At its most basic level, Unit Testing in any language provides assertions against some known or expected output.
function assert( outcome, description ) {
var passFail = outcome ? 'pass' : 'fail';
console.log(passFail, ': ', description);
return outcome;
};
The popular assertion method above shows us one quick and easy way to assert a value in most web browsers and interpreters like Node.js with virtually any version of ECMAScript.
A good unit test is designed to test a discreet unit of code; usually a function.
function add(num1, num2) {
return num1 + num2;
}
var result = add(5, 20);
assert( result == 24, 'add(5, 20) should return 25...');
In the example above, the return value from the function add(x, y)
or 5 + 20
is clearly 25
, so our assertion of 24
should fail, and the assert method will log a "fail" line.
If we simply modify our expected assertion outcome, the test will succeed and the resulting output would look something like this.
assert( result == 25, 'add(5, 20) should return 25...');
console output:
> pass: should return 25...
This simple assertion can assure that in many different cases, your "add" function will always return the expected result and requires no additional frameworks or libraries to work.

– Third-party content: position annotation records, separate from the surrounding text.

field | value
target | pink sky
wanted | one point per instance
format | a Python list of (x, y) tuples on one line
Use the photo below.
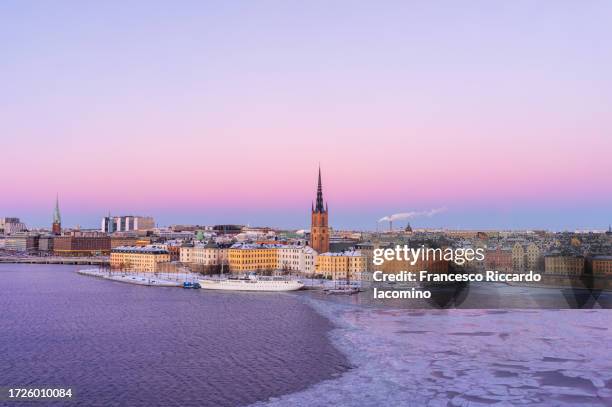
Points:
[(225, 110)]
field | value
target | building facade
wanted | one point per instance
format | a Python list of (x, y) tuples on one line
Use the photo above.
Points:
[(296, 258), (81, 245), (245, 257), (602, 265), (319, 229), (111, 224), (145, 259), (21, 242), (56, 226), (210, 254), (341, 265), (566, 264), (9, 226)]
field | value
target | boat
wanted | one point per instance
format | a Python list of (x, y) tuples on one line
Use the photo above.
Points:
[(342, 291), (251, 283)]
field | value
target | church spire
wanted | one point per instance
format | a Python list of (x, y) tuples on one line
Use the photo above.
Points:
[(319, 207), (57, 218)]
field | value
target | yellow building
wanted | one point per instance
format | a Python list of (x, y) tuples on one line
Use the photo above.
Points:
[(210, 254), (602, 265), (566, 264), (140, 259), (245, 257), (339, 266)]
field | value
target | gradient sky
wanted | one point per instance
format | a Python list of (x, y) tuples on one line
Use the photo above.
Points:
[(212, 112)]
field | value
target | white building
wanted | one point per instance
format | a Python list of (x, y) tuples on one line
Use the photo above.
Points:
[(130, 223), (209, 254), (301, 259), (11, 225)]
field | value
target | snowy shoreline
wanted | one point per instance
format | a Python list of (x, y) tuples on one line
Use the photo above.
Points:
[(464, 358)]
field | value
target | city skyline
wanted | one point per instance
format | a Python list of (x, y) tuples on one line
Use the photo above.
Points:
[(214, 113)]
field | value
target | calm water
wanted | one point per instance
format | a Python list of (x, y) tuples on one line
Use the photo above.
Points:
[(118, 344)]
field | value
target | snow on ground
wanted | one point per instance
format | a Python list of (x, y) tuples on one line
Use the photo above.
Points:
[(466, 358)]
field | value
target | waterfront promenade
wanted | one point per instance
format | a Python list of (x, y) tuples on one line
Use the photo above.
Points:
[(99, 260)]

A more rigorous set of assertions would look like this (using var result = add(x,y)
for each assertion):
assert( result == 0, 'add(0, 0) should return 0...');
assert( result == -1, 'add(0, -1) should return -1...');
assert( result == 1, 'add(0, 1) should return 1...');
And console output would be this:
> pass: should return 0...
> pass: should return -1...
> pass: should return 1...
We can now safely say that add(x,y)
… should return the sum of two integers. We can roll these up into something like this:
function test__addsIntegers() {
// expect a number of passed assertions
var passed = 3;
// number of assertions to be reduced and added as Booleans
var assertions = [
assert( add(0, 0) == 0, 'add(0, 0) should return 0...'),
assert( add(0, -1) == -1, 'add(0, -1) should return -1...'),
assert( add(0, 1) == 1, 'add(0, 1) should return 1...')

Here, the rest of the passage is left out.